Composting is also a great way to reduce the natural odor associated with animal manure, very important for anyone with neighbors or sensitive noses. So even though some cool manures can be applied directly to your garden, it’s safer to compost it, especially for food crops and gardens.

Manure Mistakes

Even the most diligent of farmers and homesteaders can make mistakes when it comes to manure management. Some new homesteaders or farmers may not have even thought much about how to manage manure yet. We’ve listed some of the common manure mistakes to avoid below:

  • Improper manure storage in uncovered piles or unsealed areas that allows leaching
  • Using raw manure (uncomposted) on new or established plants.
  • Manure storage or composting piles too close to water sources
  • Using manure to “fill in” low spots or swales
  • Spreading raw manure at the wrong time.
  • Incorrect nitrogen to carbon ratio
  • Buying “unknown” manure which may be contaminated

Where and How You Can Buy Manure

If you have access to manure from your own animals, this is the best option because you know for sure what your animals are eating and what, if any, potential there is for contamination.

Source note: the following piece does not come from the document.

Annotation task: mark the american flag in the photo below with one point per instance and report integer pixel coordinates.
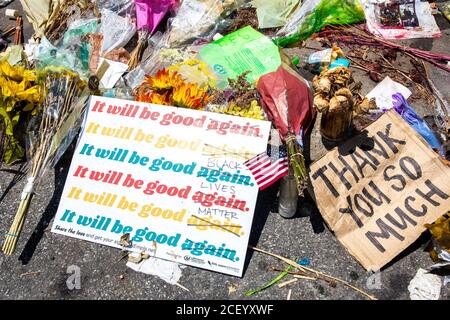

But if you must buy manure because you don’t have livestock or to supplement your own manure, there are a number of different places and methods for buying it.

  • Local Farmers will often sell to you by the truckload
  • Farm and Garden Supply Stores sell composted manure by the bag
  • Home Improvement Stores like Home Depot sell composted manure in bulk bags
  • You can even order manure online and have it shipped to your home

Do you own livestock? Tell us about your manure management system and what results you’ve observed for your farm or homestead.

If you’re new to manure management, share other questions you have that weren’t covered here in the comments below.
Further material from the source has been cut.